Day three - Pinxton Wharf to Cromford
14 miles 0 locks
Whilst the the locks are behind you the drama of this route is set to increase. Its an early start to get you back to Ironville and round the Codnor Reservoir and then on the final mile to the eastern portal of the restored Butterley Tunnel. This tunnel is low and narrow and operates a one way system - west in the mornings and east in the afternoon. This tunnel collapsed in 1900 and remained unpassable for over a century before a third of its length was rebored and lined with concrete sleeve at a cost of £5m.
You will emerge form the tunnel blinking into the afternoon sun, and almost immediately find yourself looking down into the Amber valley. Initially the canal hugs the southern bank of the valley, rising higher and higer with the road and railway falling away below. Finally, just as the canal shelf becomes improbably narrow and steep, it takes a sharp right at Sawmills and leaps across to the northern side over the new aqueduct.
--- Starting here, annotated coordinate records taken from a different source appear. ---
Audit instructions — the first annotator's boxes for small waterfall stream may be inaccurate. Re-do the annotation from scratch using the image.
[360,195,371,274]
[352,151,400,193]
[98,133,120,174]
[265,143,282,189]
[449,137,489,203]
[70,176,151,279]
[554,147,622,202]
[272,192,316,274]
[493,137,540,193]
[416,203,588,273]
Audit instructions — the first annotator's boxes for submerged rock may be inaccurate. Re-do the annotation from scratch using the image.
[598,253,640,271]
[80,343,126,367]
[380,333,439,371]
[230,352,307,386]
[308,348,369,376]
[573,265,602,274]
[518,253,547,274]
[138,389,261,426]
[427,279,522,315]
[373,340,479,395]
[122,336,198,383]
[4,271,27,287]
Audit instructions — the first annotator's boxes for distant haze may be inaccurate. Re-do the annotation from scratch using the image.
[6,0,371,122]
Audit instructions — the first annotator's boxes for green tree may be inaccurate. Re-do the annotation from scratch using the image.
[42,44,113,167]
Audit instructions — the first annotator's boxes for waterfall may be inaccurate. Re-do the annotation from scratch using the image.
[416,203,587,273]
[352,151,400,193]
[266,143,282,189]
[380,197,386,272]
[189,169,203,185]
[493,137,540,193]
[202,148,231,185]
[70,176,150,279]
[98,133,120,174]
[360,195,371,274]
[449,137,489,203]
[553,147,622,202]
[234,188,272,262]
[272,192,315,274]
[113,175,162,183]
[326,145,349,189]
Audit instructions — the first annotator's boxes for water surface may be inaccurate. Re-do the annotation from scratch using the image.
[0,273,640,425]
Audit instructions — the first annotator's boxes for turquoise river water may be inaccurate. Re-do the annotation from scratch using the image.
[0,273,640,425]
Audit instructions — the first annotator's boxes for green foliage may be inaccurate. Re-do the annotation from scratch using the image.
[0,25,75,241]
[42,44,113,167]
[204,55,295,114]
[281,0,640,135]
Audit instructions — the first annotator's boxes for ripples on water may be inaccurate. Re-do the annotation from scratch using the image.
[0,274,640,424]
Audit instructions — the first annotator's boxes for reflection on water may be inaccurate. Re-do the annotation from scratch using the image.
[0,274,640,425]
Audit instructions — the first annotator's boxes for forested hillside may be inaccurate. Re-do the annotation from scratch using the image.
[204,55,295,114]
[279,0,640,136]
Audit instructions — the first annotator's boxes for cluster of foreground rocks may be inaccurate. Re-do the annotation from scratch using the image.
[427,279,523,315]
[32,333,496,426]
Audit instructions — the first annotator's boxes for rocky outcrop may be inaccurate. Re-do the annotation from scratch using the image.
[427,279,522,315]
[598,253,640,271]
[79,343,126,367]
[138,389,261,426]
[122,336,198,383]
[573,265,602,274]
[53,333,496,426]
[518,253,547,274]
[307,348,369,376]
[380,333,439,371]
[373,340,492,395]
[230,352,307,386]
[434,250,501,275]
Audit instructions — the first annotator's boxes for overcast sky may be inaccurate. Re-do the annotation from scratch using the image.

You are now well into Derbyshire, and the nature of the villages has changed. The canal works its way through Bull Bridge following a route which is close to it's original but then carving a detour round a large industrial site before rejoining the original canal at Ambergate.
The canal is now narrow and shallow, similar to the wastern end of the Llangollen, and also prone to slippages which have plagued the canal since its construction. This is extreme contouring which is all the more amazing when you remember that the canal was built with a summit pound of 14 miles in such hilly country. The canal perches on the eastern side of the Amber Valley, with the River Derwent carving its majestic turns along the valley floor. This final run is along a wood lined route, with good moorings available beside the Derwent Hotel at Whatstandwell.
From here its is just four more miles to the terminus at Cromford, but not before the dramatic crossing of the Derwent on William Jessop's Wigwell aqueduct. If you are in luck, the pumping engine will be in operation, lifting 4 tons of water every twenty seconds, just as it has for the last years. Cromford Wharf is your final destination, with attractive moorings available which provide an excellent springboard for the Derbyshire attractions in the vicinity, including Matlock Bath.
This is a lovely spot and you can expect hot competition for a mooting near Arkwrights Mill. Spend a few days here and enjoy the sights and sounds for which Derbyshire is rightly famed.